Un antagonisme pertinent

Elisabeth Kübler-Ross mentionne les étapes de déni, révolte, marchandage, déprime et acceptation qui se produisent dans la fin de vie. J’ajouterai que ce sont avant tout des étapes de vie que l’on rencontre à chaque fois qu’un individu est confronté à plus qu’il ne peut surmonter à un moment donné.

Ce cheminement résulte de l’effet antagoniste de la pulsion de survie qui protège du choc en produisant l’anesthésie et de la pulsion de vie qui pousse à intégrer ce qui vient de se passer en produisant une sorte de réanimation pour y revenir.

Quand on comprend que ce mécanisme concerne toute la vie, on comprend aussi que de nombreuses situations de l’existence restent ainsi en suspend, coincées entre ces deux pulsions : celle de survie qui éloigne, celle de vie qui rapproche. On pourrait comparer la pulsion de survie à une pression qu’on exercerait sur un ballon pour qu’il reste sous l’eau et la pulsion de vie à la poussée d’Archimède qui tend automatiquement à le faire remonter à la surface.

Une lutte inégale

La lutte entre ces deux pulsions est inégale puisque, pour éviter et maintenir à distance, la première réclame de l’énergie alors que la seconde a juste besoin qu’il n’y ait plus d’énergie pour s’exprimer. Ainsi quand on n’a plus la force de maintenir le ballon sous l’eau, automatiquement il remonte.
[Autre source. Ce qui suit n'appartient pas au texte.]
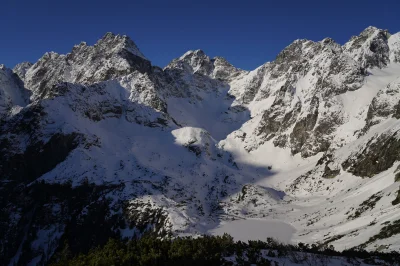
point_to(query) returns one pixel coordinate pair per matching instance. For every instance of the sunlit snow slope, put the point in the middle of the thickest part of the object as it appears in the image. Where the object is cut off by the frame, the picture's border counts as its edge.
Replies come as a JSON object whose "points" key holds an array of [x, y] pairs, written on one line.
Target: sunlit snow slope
{"points": [[303, 148]]}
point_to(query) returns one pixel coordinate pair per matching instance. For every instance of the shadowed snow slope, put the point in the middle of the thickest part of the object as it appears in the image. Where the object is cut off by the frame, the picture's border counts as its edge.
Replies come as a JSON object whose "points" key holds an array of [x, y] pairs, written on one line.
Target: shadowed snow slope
{"points": [[102, 144]]}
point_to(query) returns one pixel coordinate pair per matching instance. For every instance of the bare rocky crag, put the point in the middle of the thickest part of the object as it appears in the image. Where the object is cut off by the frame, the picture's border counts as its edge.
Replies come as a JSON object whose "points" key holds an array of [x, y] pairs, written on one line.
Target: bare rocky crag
{"points": [[99, 142]]}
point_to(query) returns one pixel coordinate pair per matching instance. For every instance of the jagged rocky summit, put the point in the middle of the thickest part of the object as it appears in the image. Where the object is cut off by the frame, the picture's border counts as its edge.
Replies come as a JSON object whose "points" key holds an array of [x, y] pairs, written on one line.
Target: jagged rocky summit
{"points": [[100, 143]]}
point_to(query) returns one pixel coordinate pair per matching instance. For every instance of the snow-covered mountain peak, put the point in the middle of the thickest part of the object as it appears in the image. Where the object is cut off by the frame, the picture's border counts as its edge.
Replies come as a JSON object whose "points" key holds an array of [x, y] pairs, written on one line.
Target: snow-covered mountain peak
{"points": [[21, 69], [204, 142], [197, 62], [118, 42], [370, 48], [111, 57], [394, 46]]}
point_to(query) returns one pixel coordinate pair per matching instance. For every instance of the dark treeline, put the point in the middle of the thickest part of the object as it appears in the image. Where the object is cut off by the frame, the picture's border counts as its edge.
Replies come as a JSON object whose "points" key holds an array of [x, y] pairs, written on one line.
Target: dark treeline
{"points": [[215, 250]]}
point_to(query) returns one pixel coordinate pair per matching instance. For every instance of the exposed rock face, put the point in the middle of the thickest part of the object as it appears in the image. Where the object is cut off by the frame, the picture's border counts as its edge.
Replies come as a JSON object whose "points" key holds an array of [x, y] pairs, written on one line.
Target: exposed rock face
{"points": [[394, 46], [386, 103], [111, 144], [197, 62], [377, 156], [111, 57], [303, 81], [21, 69], [370, 48], [13, 95]]}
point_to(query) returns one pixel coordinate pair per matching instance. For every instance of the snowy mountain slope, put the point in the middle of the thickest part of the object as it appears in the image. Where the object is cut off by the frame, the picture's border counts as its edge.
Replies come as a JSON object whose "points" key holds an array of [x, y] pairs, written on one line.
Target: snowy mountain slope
{"points": [[307, 144], [112, 56]]}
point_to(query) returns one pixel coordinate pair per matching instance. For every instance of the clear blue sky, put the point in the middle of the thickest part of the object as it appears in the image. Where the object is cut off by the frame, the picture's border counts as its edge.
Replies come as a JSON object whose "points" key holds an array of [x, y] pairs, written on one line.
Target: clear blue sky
{"points": [[247, 33]]}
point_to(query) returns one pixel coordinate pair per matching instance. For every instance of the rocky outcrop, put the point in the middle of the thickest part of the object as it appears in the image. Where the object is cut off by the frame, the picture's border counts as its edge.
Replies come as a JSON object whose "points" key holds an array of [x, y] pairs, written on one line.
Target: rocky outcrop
{"points": [[111, 57], [13, 95], [21, 69], [370, 48]]}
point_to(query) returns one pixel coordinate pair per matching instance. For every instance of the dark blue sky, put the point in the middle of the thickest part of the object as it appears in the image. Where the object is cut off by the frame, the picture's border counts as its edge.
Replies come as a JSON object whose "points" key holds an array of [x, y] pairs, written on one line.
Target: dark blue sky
{"points": [[247, 33]]}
Dans la vie, à chaque fois que l’énergie diminue, la vie apparaît. Cette part de soi cachée, qu’on ne savait accueillir, remonte. Il se présente alors une opportunité pour l’accueillir… si nous le voulons bien et si nous le pouvons ! Ce sont les différents moments de déprime ou de dépression rencontrés dans l’existence. Pour en savoir plus sur ce thème, si vous ne l’avez déjà fait,  je vous invite à lire sur ce site l’article de juin 2001 Dépression et suicide. Il est très important de bien comprendre ce mécanisme pour accompagner correctement un patient

Or au moment de la fin de vie, justement, ’énergie fait défaut. Curieusement, c’est au moment où la vie semble échapper qu’elle émerge.

Emergences

Des pans entiers de la vie émergent comme dans une «venue au monde». Tout ce qui a été jusque là maintenu «sous l’eau» refait surface.

C’est comme une invitation à réhabiliter tous ces morceaux de vie restés dans l’oubli, ou dans l’illusion qu’ils n’étaient pas importants. C’est un moment d’exception pour se réapproprier son existence, pour réparer les blessures, réconcilier les ruptures, entendre ce qui n’a jamais été entendu et dire ce qui n’a jamais été dit.
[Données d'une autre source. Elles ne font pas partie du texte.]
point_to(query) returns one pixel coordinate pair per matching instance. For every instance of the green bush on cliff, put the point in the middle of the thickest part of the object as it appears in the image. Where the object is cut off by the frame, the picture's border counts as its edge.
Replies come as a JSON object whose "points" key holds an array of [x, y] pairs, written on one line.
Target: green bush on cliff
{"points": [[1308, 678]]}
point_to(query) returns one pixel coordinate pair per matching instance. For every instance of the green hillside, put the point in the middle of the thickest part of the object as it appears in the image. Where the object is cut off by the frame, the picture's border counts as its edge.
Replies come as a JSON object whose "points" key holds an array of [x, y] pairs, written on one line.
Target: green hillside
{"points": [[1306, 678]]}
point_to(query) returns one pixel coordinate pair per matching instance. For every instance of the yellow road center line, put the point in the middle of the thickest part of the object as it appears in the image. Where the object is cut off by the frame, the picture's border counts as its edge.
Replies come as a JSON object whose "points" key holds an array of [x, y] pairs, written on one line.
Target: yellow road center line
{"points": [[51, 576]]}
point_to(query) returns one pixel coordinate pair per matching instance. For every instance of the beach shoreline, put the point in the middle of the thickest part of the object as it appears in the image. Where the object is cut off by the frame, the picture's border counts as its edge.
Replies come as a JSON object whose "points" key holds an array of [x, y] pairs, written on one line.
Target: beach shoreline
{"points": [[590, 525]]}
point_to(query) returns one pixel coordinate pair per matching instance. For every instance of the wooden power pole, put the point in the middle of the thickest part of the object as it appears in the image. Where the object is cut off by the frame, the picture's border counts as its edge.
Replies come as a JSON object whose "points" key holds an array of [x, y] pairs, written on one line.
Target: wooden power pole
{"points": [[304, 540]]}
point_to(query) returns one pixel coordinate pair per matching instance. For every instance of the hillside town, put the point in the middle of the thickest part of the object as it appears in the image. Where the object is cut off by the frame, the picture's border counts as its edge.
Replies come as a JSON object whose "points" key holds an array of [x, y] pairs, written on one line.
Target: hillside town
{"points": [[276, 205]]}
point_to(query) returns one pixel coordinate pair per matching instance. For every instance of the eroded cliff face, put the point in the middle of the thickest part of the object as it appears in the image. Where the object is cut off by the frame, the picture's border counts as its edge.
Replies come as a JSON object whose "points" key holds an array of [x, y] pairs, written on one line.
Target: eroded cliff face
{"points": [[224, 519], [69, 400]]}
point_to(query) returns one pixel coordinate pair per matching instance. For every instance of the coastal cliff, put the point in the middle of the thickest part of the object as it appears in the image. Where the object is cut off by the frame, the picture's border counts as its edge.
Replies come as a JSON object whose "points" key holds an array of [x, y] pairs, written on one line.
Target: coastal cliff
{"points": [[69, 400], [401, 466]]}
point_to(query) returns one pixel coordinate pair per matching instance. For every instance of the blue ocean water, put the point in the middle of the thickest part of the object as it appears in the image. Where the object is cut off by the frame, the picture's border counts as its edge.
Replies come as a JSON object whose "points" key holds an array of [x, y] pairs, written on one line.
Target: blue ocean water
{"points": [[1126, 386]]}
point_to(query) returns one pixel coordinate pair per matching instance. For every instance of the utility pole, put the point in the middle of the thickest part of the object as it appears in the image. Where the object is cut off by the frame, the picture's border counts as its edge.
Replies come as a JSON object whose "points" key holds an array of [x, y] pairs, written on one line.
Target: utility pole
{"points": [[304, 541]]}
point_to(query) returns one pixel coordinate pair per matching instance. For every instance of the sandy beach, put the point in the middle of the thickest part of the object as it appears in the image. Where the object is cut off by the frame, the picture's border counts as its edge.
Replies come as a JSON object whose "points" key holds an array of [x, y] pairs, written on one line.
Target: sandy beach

Savoir qu’il y a ces six étapes ne sert à rien si l’on n’a pas compris l’ampleur de cet enjeu. Faire le constat qu’un patient est dans la phase de déni, de révolte, de marchandage ou de déprime est inutile si cela ne permet pas de l’accompagner dans chacune de ces étapes.

Il est impossible de correctement l’accompagner si on ne comprend pas qu’il s’agit de morceaux de vie qu’il tente de mettre au monde, de faire naître enfin… afin de mourir entier avec un sentiment d’accomplissement. Finir de naître semble une tâche fondamentale avant de mourir.
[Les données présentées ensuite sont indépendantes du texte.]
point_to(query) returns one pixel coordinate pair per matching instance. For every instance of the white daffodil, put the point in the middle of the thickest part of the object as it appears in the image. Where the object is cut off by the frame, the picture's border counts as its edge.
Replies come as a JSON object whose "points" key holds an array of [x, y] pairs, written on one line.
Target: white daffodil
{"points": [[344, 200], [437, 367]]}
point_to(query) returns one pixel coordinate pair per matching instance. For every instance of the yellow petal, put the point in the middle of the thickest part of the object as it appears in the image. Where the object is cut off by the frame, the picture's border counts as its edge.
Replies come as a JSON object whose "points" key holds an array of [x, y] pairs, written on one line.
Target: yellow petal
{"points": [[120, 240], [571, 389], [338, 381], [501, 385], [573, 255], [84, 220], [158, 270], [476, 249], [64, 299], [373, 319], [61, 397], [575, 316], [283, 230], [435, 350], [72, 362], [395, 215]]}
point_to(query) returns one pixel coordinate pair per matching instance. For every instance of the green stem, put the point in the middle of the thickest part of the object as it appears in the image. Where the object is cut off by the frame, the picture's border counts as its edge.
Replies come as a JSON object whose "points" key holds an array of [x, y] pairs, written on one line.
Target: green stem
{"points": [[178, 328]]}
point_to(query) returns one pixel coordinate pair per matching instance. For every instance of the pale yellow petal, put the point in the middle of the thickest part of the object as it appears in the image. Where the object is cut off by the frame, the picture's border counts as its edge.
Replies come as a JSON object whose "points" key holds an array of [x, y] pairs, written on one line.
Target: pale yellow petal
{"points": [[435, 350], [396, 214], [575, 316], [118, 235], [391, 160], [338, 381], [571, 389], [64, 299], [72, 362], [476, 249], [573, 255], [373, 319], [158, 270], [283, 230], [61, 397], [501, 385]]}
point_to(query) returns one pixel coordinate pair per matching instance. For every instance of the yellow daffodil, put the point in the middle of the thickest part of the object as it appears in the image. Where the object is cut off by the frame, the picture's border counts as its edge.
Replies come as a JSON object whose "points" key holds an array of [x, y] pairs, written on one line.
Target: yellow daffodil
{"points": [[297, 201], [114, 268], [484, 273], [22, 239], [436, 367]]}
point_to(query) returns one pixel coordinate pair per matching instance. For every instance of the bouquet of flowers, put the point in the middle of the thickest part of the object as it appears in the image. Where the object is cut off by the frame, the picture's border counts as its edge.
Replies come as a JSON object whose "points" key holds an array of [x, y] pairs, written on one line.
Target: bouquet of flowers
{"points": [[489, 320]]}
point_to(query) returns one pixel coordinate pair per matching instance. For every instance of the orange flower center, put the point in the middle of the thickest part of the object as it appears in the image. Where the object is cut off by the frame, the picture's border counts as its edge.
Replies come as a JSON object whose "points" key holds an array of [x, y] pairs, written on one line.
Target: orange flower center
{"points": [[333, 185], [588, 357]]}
Les accompagnants peuvent apporter beaucoup. Pour cela ils devront être au fait de ce que sont la communication, l’aide et l’accompagnement.

Sur ce site, je vous recommande de prendre connaissance des articles suivants : reformulation, personnes âgées, assertivité. Ainsi que du dossier Psychothérapie ou de l’ouvrage «L’écoute thérapeutique», chez ESF.

Vous pourrez ainsi ajuster vos connaissances en y incluant de nouveaux éléments permettant d’optimiser la qualité de votre aide. Dans l’article sur la reformulation, j’attire particulièrement votre attention sur le paragraphe «chaleur humaine et affectivité» qui est vraiment le minimum à lire pour toute personne souhaitant aider.

Accompagner les rencontres

Avec délicatesse, sans rien forcer, mais sans rien négliger, l’accompagnement consistera à aider ces rencontres de lui avec lui-même, de lui avec les autres et des autres avec lui.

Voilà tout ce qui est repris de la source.